00:00Je le disais donc, une réunion d'urgence des ambassadeurs de l'Union Européenne est prévue dans la journée à Bruxelles.
00:04On y retrouve Pierre Benazé. Pierre, bonjour. On vient d'entendre quelques réactions.
00:08Quelles sont les plus fortes à ce stade, après cette annonce qui a sonné, si je puis dire, tout le monde hier, de la part du président américain ?
00:19Alors, il y a évidemment une grande indignation qu'on sent.
00:23Vous en avez cité quelques-unes en Suède et celle d'Emmanuel Macron.
00:27Le ton est le même ailleurs, parmi les huit pays concernés, ceux qui ont déclenché cette mission militaire au Groenland qui provoque la fureur de Donald Trump.
00:37Par exemple, un euphémisme intéressant, celui du ministre danois des Affaires étrangères, Lars-Lock Rasmussen,
00:46qui était justement à Washington cette semaine avec son homologue groenlandais.
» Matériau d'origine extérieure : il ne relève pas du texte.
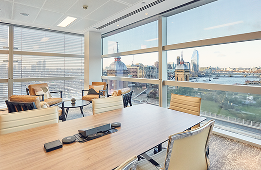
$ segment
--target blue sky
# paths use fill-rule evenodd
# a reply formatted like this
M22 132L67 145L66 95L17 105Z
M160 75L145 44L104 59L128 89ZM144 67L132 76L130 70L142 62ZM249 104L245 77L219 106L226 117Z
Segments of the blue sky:
M174 44L261 30L261 0L219 0L167 18L167 44ZM158 46L158 22L154 22L106 38L119 41L120 51ZM104 42L103 45L106 44ZM200 67L249 68L261 66L261 40L193 48L168 51L168 61L183 51L190 62L194 50L199 51ZM153 65L158 53L134 56L134 64ZM133 55L122 57L131 64ZM104 67L114 59L104 60Z

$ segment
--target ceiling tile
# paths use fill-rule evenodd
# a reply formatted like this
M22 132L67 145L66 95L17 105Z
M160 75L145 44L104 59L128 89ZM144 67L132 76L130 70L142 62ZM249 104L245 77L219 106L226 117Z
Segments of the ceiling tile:
M41 10L36 18L35 23L46 25L52 25L56 21L62 14L56 13L45 10Z
M84 17L109 0L79 0L66 14L77 17ZM88 9L84 10L82 9L82 6L83 5L88 6ZM103 13L103 15L107 16L107 14Z
M40 10L39 8L15 3L13 19L33 23ZM20 13L27 13L30 16L23 16Z
M86 17L86 18L102 20L128 7L129 6L115 1L110 1ZM104 15L106 14L106 15Z
M75 0L47 0L42 8L65 13L76 1Z
M82 31L92 26L95 24L98 21L95 21L92 20L83 18L80 20L79 20L78 22L72 25L71 26L68 26L68 28L75 30L78 31Z
M134 4L139 1L142 1L143 0L117 0L118 1L121 1L123 2L128 3L130 4Z
M41 8L45 0L15 0L15 2L18 2L34 7Z
M11 19L12 17L12 2L2 0L0 3L0 19Z

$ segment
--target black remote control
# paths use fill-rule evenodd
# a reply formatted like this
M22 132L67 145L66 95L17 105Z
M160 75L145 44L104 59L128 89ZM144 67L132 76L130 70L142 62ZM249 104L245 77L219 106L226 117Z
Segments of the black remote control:
M98 134L90 135L87 136L88 140L94 139L96 138L98 138L102 136L102 133L98 133Z

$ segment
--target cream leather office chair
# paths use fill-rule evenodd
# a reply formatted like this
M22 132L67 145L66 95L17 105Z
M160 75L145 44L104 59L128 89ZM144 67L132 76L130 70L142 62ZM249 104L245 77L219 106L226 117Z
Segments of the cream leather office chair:
M201 112L201 98L172 93L169 108L199 116ZM200 124L197 124L192 128L196 128L200 126Z
M121 164L114 170L136 170L138 158L133 156Z
M123 108L122 96L92 100L92 112L95 115Z
M197 129L170 136L167 149L151 158L142 154L146 159L138 162L137 170L208 170L210 163L206 151L214 123L211 120ZM152 160L156 162L153 164Z
M0 135L58 122L58 106L0 115Z

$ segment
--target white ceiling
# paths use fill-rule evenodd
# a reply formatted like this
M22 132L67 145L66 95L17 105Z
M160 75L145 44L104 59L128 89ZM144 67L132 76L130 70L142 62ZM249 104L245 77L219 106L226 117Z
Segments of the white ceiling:
M71 33L84 34L91 31L104 34L191 1L165 0L100 30L94 28L100 27L156 0L0 0L0 20L4 23ZM141 4L142 2L145 3ZM88 6L88 9L84 10L83 5ZM23 16L21 13L30 16ZM65 28L57 26L67 16L77 17L77 19Z

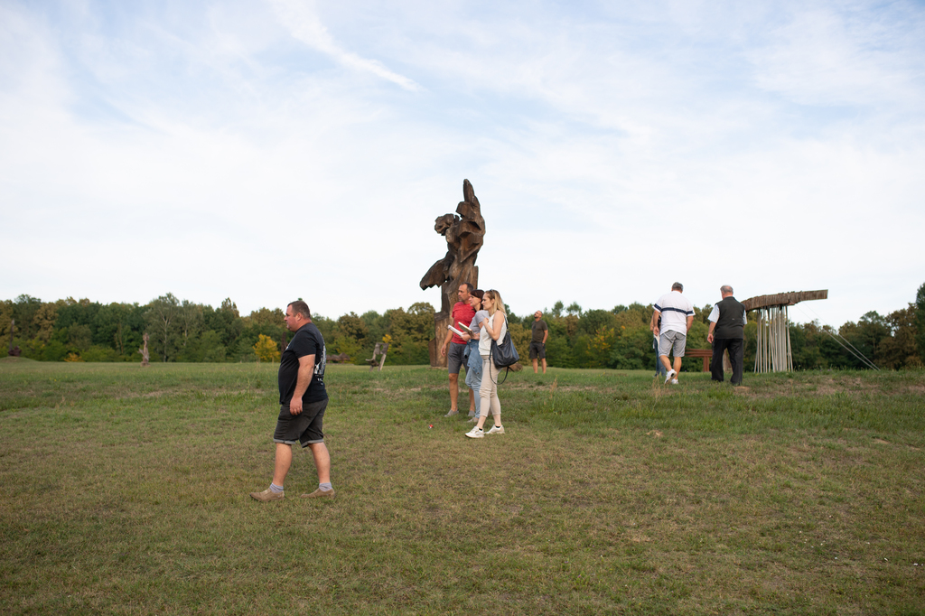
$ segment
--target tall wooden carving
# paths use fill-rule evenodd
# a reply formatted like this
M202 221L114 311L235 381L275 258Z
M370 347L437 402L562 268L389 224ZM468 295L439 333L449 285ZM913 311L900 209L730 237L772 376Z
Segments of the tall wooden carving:
M459 287L463 282L478 286L475 259L485 237L485 218L468 179L462 180L462 201L456 206L456 214L438 216L434 230L446 239L447 253L421 278L421 289L440 287L440 309L434 316L435 339L430 341L430 365L443 366L447 358L440 357L439 348L447 336L450 312L458 301Z
M144 342L144 346L138 350L138 352L142 353L142 365L145 366L149 364L149 360L151 359L151 354L148 352L148 340L151 337L148 336L148 332L144 332L144 336L142 337L142 340Z

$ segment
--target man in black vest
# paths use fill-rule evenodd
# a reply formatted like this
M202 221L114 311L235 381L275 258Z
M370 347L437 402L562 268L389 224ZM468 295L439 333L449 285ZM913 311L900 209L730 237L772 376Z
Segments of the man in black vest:
M722 382L722 351L729 349L729 361L733 364L733 385L742 385L742 361L745 351L746 307L733 297L733 288L720 287L722 301L713 306L709 314L709 332L707 341L713 345L713 362L710 372L714 381ZM715 331L715 335L714 335Z

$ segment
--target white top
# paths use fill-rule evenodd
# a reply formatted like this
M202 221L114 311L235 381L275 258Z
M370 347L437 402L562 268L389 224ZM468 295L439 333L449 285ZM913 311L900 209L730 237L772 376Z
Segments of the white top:
M709 317L708 320L710 323L716 323L720 320L720 307L717 304L713 304L713 310L709 311ZM746 316L745 313L742 313L742 325L748 325L748 317Z
M501 333L498 335L498 339L500 340L502 338L504 338L504 334L508 330L508 324L507 324L507 319L504 318L504 315L501 314L500 313L497 313L496 312L494 314L492 314L491 316L488 317L488 318L491 319L491 325L494 325L496 323L495 319L493 318L496 315L501 317L501 319L500 319L500 321L501 321ZM482 322L482 330L478 332L478 354L479 355L481 355L482 357L487 357L488 355L491 354L491 340L493 340L493 339L492 339L491 336L488 335L487 330L486 330L486 328L485 328L485 321L483 321Z
M660 332L673 329L687 335L687 317L694 316L694 304L680 291L672 291L660 297L655 302L655 309L661 313Z
M469 324L469 328L475 331L482 326L482 321L488 318L487 310L479 310L475 313L475 316L472 317L472 323ZM481 335L479 335L479 339L481 339Z

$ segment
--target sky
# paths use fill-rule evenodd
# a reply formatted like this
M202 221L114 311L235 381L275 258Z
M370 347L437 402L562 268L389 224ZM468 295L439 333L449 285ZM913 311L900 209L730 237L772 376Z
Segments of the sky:
M0 0L0 299L336 318L925 282L925 4Z

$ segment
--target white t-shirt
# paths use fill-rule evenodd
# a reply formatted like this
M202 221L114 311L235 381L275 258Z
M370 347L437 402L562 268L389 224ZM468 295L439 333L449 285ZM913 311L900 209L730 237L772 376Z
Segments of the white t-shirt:
M469 324L469 329L475 331L482 326L482 321L488 318L487 310L479 310L475 313L475 316L472 317L472 323ZM482 339L481 335L479 335L479 339Z
M495 323L496 323L496 321L495 321L495 316L496 315L501 317L500 319L500 322L501 322L501 333L498 335L498 339L500 340L502 338L504 338L504 333L508 330L508 323L507 323L507 319L504 318L503 314L496 312L494 314L492 314L491 316L488 317L489 319L491 319L491 325L492 326L494 326ZM483 321L482 322L482 330L478 332L478 354L479 355L481 355L482 357L487 357L489 354L491 354L491 340L492 339L492 339L491 336L488 335L487 330L485 328L485 321Z
M661 313L660 332L670 329L687 335L687 317L694 316L694 304L680 291L665 293L655 302L655 309Z

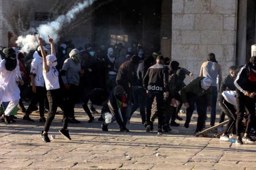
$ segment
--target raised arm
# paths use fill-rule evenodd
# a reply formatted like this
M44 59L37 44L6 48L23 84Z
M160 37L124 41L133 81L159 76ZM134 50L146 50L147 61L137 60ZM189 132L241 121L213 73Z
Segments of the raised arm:
M47 66L47 61L46 61L46 52L44 50L43 48L43 39L40 37L40 35L38 36L38 44L40 46L40 50L41 50L42 56L43 57L43 69L44 69L46 73L48 73L49 71L49 67Z
M48 36L48 40L51 44L51 54L56 56L55 48L54 47L53 40Z

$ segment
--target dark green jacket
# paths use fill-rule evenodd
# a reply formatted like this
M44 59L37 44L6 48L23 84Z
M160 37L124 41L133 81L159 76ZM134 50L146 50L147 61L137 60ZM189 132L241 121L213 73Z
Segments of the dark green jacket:
M204 78L204 76L197 76L181 89L180 94L183 103L188 102L186 93L190 92L195 94L197 96L205 95L207 99L207 106L210 106L212 87L210 87L207 90L203 90L201 87L201 80L203 78Z

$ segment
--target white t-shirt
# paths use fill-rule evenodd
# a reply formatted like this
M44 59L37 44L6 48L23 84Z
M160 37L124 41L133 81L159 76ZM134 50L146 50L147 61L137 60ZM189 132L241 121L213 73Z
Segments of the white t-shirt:
M44 81L46 82L46 87L47 90L55 90L60 88L60 83L59 83L58 70L55 67L49 67L49 71L46 73L43 71Z
M40 57L38 52L33 54L34 59L31 62L30 73L35 74L34 83L35 86L44 86L44 79L43 76L43 58Z

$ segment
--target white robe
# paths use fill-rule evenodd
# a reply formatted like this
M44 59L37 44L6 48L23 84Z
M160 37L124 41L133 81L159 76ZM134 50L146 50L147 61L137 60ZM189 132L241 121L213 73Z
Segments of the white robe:
M5 68L5 60L0 62L0 88L3 92L0 99L4 102L17 100L20 98L20 91L16 82L19 80L19 77L22 77L19 62L17 61L16 68L10 71Z

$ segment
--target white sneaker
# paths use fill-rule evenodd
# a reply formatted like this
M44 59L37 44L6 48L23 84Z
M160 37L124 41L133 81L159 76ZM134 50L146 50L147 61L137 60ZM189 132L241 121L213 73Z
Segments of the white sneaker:
M220 138L220 141L228 142L229 141L229 137L228 137L227 135L221 136Z
M223 131L223 127L220 126L218 128L218 133L221 133L221 131Z
M236 139L237 138L237 135L231 135L231 134L229 135L229 139Z

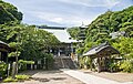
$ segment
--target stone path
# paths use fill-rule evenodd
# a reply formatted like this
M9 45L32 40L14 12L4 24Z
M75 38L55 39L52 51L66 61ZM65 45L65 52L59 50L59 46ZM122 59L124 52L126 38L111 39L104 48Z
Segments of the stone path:
M62 71L27 71L21 74L31 75L34 80L1 84L84 84Z
M85 74L85 73L83 73L81 71L76 71L76 70L61 70L61 71L63 71L65 74L72 76L72 77L75 77L75 78L82 81L85 84L133 84L133 82L120 83L120 82L111 81L111 80L99 77L95 75Z

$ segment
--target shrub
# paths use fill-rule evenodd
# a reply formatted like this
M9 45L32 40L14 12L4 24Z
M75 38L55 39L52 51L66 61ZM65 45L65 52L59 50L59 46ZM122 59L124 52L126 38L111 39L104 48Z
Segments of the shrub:
M12 78L12 77L7 77L3 80L4 83L8 83L8 82L18 82L18 80L16 78Z
M24 81L24 80L29 80L30 76L29 75L16 75L16 78L20 81Z
M120 69L122 69L123 72L130 72L130 73L133 72L133 60L126 60L126 61L124 61L121 64Z
M6 76L7 67L8 65L4 62L0 61L0 76Z

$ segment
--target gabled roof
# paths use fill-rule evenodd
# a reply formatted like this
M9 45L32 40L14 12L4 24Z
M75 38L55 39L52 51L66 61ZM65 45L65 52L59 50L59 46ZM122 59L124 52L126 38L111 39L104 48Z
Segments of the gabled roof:
M3 41L0 41L0 44L3 44L3 45L6 45L6 46L9 46L6 42L3 42Z
M94 55L101 52L108 52L111 54L119 54L120 52L114 49L113 46L111 46L108 42L102 43L95 48L90 49L86 53L84 53L83 55Z
M50 33L53 33L53 35L55 35L55 38L62 43L78 42L76 40L71 39L69 32L66 31L66 28L43 27L40 29L45 30Z

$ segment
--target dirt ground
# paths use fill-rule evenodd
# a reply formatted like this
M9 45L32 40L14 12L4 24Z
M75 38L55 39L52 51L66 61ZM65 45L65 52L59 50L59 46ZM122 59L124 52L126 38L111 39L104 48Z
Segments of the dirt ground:
M133 82L133 73L122 73L122 72L119 72L119 73L110 73L110 72L98 73L98 72L92 72L90 70L80 70L80 71L82 71L86 74L92 74L92 75L109 78L112 81L117 81L120 83Z
M31 75L34 80L8 84L84 84L61 71L27 71L21 74Z

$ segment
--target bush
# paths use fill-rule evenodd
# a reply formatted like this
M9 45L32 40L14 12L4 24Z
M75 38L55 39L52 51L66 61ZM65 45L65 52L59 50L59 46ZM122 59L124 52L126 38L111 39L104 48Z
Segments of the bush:
M7 77L3 80L4 83L9 83L9 82L18 82L18 81L27 81L30 80L29 75L16 75L16 78Z
M6 76L7 67L8 65L4 62L0 61L0 76Z
M8 82L18 82L18 80L16 78L12 78L12 77L7 77L3 80L4 83L8 83Z
M29 75L16 75L16 78L20 81L24 81L24 80L29 80L30 76Z
M123 72L129 72L129 73L132 73L133 72L133 60L126 60L124 61L120 69L123 70Z

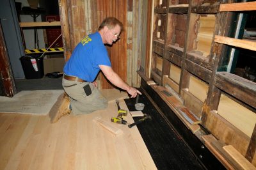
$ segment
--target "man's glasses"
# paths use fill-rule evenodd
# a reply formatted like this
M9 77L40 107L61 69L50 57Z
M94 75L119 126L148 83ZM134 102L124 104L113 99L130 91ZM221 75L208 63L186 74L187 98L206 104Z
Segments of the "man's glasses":
M113 34L114 36L116 36L117 38L118 38L118 39L120 38L120 35L119 34L115 33L113 33Z

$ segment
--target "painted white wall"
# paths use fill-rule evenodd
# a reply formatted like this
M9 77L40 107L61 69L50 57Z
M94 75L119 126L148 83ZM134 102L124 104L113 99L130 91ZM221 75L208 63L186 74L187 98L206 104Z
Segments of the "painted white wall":
M29 6L27 0L16 0L16 2L22 3L22 8L23 6ZM39 7L39 6L38 6ZM33 22L33 19L29 15L20 15L21 22ZM41 15L36 18L36 22L42 22ZM28 49L34 49L35 48L35 37L34 29L24 29L22 30L23 35L25 39L26 46ZM42 29L37 29L38 37L39 40L39 48L45 48L45 45L44 38L44 33ZM36 46L37 48L37 45Z

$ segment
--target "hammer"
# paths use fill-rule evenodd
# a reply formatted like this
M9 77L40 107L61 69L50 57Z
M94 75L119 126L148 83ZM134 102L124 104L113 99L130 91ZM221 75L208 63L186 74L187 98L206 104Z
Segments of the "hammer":
M137 125L138 124L141 123L142 121L143 121L147 119L150 119L150 120L152 119L150 115L145 114L144 116L145 116L144 118L139 120L138 121L135 121L134 123L133 123L132 124L128 125L128 127L131 128L133 126Z

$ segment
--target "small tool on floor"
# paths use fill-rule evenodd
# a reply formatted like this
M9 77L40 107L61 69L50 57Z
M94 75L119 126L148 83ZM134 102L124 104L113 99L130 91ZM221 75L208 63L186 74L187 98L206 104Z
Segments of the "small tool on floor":
M144 115L145 115L145 116L143 118L139 120L138 121L135 121L134 123L133 123L132 124L128 125L128 127L131 128L133 126L137 125L138 124L139 124L148 119L152 120L150 115L148 115L147 114L145 114Z
M126 125L126 123L127 123L126 120L124 120L122 118L119 118L119 117L118 118L113 117L111 118L111 121L114 123L116 123L118 124L124 124L124 125Z
M118 113L117 117L122 118L123 116L127 116L127 111L124 110L124 109L122 109L120 107L119 101L118 100L116 100L116 105L117 105L117 113Z
M140 111L142 111L143 109L144 109L145 105L142 103L138 103L139 102L139 97L140 97L140 95L138 94L134 106L135 106L135 109Z

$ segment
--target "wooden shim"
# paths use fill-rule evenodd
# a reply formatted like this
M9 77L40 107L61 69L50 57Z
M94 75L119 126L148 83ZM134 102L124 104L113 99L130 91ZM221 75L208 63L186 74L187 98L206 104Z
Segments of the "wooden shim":
M201 118L203 102L191 94L187 88L181 89L180 95L184 99L185 106L197 117Z
M169 8L188 7L189 4L177 4L169 5Z
M200 127L198 125L191 125L190 124L177 110L177 108L180 108L184 107L184 105L180 105L180 103L175 98L175 97L172 96L168 97L162 93L162 91L166 90L164 87L159 86L156 85L151 86L152 89L158 94L158 95L164 100L164 102L169 106L170 108L173 111L174 114L183 122L185 126L189 129L193 134L195 134L197 131L200 129ZM177 105L174 104L175 103Z
M218 114L251 137L256 124L256 114L228 97L221 95Z
M182 56L183 55L183 48L170 45L166 47L166 49L178 56Z
M147 84L148 86L150 86L150 85L156 84L156 82L154 82L154 81L147 81Z
M108 122L104 120L101 117L99 117L99 116L95 117L95 118L94 118L93 121L97 123L98 124L99 124L100 126L102 126L105 129L109 131L111 134L113 134L115 135L116 135L116 136L120 135L123 132L123 131L122 130L112 126Z
M60 21L52 22L20 22L20 27L49 27L49 26L60 26Z
M211 134L202 136L202 139L204 141L206 147L212 153L213 155L221 162L224 166L228 169L234 169L232 166L220 154L220 153L213 147L211 143L217 141L217 139Z
M256 42L248 40L236 39L223 36L215 35L214 42L224 43L232 46L256 50Z
M232 144L243 155L245 155L250 141L250 137L215 111L207 112L205 116L205 127L217 139L227 144Z
M191 125L201 123L201 120L187 107L179 108L178 109L178 111L181 115L182 115L182 116Z
M151 70L151 77L158 84L161 84L162 79L161 78L161 77L158 74L157 74L153 70Z
M171 64L170 69L170 78L173 79L177 84L180 84L181 69L180 68Z
M168 75L164 75L163 77L163 86L165 86L166 84L171 87L176 93L179 93L179 84L171 79L169 79Z
M227 162L232 166L232 169L243 169L239 164L238 164L223 148L225 146L225 143L221 141L213 141L211 143L214 149L220 153L220 155L226 159Z
M168 84L166 84L164 86L164 88L166 88L168 91L171 93L177 99L177 100L178 100L179 102L180 102L180 104L182 104L182 105L184 104L184 99L182 98L180 95L178 94L178 93L176 93L171 87L170 87Z
M137 71L137 73L138 73L138 75L144 79L144 81L152 81L152 80L150 79L149 79L148 77L147 77L141 71Z
M188 91L202 102L207 97L209 85L195 76L190 76Z
M256 2L221 4L220 12L255 11Z
M241 167L242 167L243 169L256 169L256 167L241 155L232 145L223 146L223 148Z

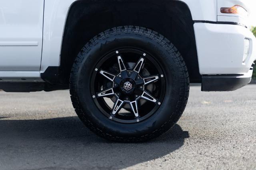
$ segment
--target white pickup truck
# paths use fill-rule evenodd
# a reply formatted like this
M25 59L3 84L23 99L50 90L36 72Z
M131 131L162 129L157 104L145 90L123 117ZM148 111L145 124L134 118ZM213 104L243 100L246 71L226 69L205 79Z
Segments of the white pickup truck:
M0 89L70 89L97 134L152 139L178 121L190 83L250 82L250 0L1 0Z

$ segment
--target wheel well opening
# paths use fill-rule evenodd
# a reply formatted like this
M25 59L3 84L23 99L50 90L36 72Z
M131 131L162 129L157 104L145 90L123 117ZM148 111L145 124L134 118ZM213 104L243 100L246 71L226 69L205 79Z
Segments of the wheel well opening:
M90 39L108 29L122 25L150 29L166 37L183 57L190 82L200 82L197 54L190 11L176 0L80 0L71 7L61 54L61 81L68 83L77 54Z

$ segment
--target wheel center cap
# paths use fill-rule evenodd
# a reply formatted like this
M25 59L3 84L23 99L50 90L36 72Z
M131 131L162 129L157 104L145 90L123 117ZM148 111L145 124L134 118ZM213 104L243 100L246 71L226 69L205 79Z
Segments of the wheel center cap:
M132 88L132 84L130 82L126 82L124 84L124 89L126 91L129 91Z

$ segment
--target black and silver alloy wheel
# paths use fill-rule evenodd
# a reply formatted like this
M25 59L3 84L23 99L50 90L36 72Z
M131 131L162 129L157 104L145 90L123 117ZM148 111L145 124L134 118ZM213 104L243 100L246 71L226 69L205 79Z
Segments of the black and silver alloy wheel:
M139 122L160 107L165 92L164 77L156 61L146 52L135 49L113 51L104 57L94 70L92 96L109 119ZM106 98L114 103L108 104ZM120 113L122 108L130 111Z
M112 140L158 137L185 109L189 79L169 40L134 26L108 29L85 44L70 74L76 112L90 129Z

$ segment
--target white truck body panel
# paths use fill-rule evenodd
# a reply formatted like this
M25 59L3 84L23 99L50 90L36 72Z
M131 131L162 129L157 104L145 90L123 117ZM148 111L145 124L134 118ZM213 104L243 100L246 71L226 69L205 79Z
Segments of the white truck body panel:
M194 24L201 74L244 74L256 59L256 39L240 25L196 23ZM249 57L242 63L244 39L248 39Z
M255 37L249 29L240 25L215 24L224 21L248 25L247 18L220 12L221 8L236 4L250 11L248 0L180 0L188 7L193 20L212 23L194 25L200 74L248 72L256 56ZM38 80L40 73L48 66L59 66L66 21L70 7L76 1L0 1L0 72L4 71L6 77L15 78L15 72L24 71L22 77L33 75ZM250 40L251 51L242 63L245 37Z
M39 71L44 1L0 1L0 71Z
M44 46L41 72L48 66L58 66L66 20L75 0L45 0ZM217 21L217 0L182 0L194 20Z

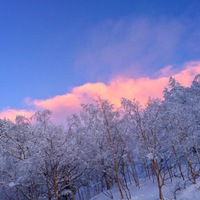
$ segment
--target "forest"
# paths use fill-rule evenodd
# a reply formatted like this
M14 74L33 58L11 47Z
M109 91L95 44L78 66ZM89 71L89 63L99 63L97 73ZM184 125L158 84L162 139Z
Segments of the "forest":
M196 184L199 176L200 74L190 87L170 78L163 98L146 106L123 98L115 107L98 97L64 125L49 110L0 119L3 200L88 200L102 192L112 199L113 187L128 200L141 178L164 200L166 181Z

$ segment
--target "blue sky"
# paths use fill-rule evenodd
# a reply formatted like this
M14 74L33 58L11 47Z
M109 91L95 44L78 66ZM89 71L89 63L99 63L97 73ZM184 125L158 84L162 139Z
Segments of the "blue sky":
M0 111L200 60L199 0L0 1Z

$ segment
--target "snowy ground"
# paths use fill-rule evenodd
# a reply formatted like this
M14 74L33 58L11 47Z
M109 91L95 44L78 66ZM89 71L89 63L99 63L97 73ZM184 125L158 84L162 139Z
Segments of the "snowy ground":
M141 180L140 189L135 186L130 185L131 200L158 200L158 188L156 183L152 183L150 180ZM184 184L179 180L174 181L172 184L168 183L163 187L163 194L166 200L175 199L175 189L182 188L177 190L177 199L176 200L200 200L200 179L198 179L197 184L193 185L188 183L184 189ZM121 200L120 194L117 188L112 189L112 195L114 200ZM93 197L91 200L110 200L111 198L105 194L99 194ZM127 199L127 198L125 198Z

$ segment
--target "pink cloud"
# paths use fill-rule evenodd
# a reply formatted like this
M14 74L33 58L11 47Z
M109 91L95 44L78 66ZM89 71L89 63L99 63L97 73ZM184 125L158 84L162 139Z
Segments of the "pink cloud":
M143 105L148 97L162 98L164 87L167 86L169 75L172 75L178 82L184 86L189 86L196 74L200 73L200 62L187 63L184 68L175 72L172 67L166 67L160 70L157 78L141 77L137 79L118 76L110 80L108 84L86 83L72 89L71 93L58 95L46 100L29 100L29 104L35 109L49 109L53 111L53 120L55 122L63 121L68 114L80 109L81 103L89 103L97 96L108 99L116 106L120 105L121 98L136 98ZM16 114L30 116L33 111L26 110L5 110L0 113L0 118L6 116L14 119Z
M0 113L0 119L6 118L11 121L15 121L17 115L22 115L24 117L30 118L35 111L28 111L23 109L6 109Z

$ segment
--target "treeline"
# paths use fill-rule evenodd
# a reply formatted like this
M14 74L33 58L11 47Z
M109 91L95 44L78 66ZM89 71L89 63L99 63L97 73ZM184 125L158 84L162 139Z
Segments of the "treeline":
M190 87L170 78L164 99L145 108L122 99L116 108L98 98L65 126L48 110L15 123L0 120L0 196L12 200L88 200L111 188L131 199L130 187L149 178L162 188L200 176L200 75ZM142 188L141 188L142 189Z

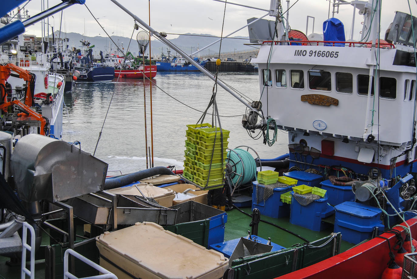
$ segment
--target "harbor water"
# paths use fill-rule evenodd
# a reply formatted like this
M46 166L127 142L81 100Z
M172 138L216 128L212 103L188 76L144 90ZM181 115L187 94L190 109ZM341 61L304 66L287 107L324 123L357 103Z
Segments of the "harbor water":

00:50Pour lui, cette annonce est, je cite, surprenante.
00:55On sent un peu la prudence du Danemark qui espère toujours pouvoir arriver à quelque chose,
01:01qui espérait toujours pouvoir arriver à quelque chose avec Washington.
01:04Keir Starmer, le premier ministre britannique, estime que cette réaction américaine est totalement déplacée.
01:11Il reste que, dans l'ensemble, sur les huit pays, il n'y a que la Norvège et le Royaume-Uni qui ne sont pas membres de l'Union européenne.
01:18Et les autres sont évidemment tous sur cette ligne qu'il faut une réaction commune.
01:23On a vu, dès le départ, la réaction d'Antonio Costa, qui était au Paraguay pour signer l'accord du Mercosur.
01:31Antonio Costa, qui a comparé les déclarations et les menaces de Donald Trump avec la nécessité pour les Européens de se lever
01:39quand l'État de droit est menacé partout dans le monde, que ce soit en Ukraine ou bien pour défendre le territoire souverain
01:47d'un État membre de l'Union européenne, même si c'est qu'un territoire autonome rattaché à la couronne du Danemark.
01:54Et puis, bien évidemment, les Européens qui, maintenant, font un front uni.
01:58C'est la bonne nouvelle pour ces six pays concernés au sein de l'Union européenne,
02:04même si dans la déclaration commune formelle par la suite entre Antonio Costa et la présidente de la Commission,
02:10Ursula von der Leyen, il est aussi mention du besoin de dialogue, ce qui est évidemment bien en deçà de ce qu'espèrent les Européens.
02:18Un front uni, certes, Pierre. Quelles stratégies peuvent adopter réellement les Européens face à de telles menaces ?
02:28On espère avoir la réponse après la réunion aujourd'hui du Corépaire,
02:33c'est-à-dire le comité des représentants permanents, les 27 ambassadeurs
02:37qui sont la plus haute instance politique permanente des États membres de l'Union européenne à Bruxelles.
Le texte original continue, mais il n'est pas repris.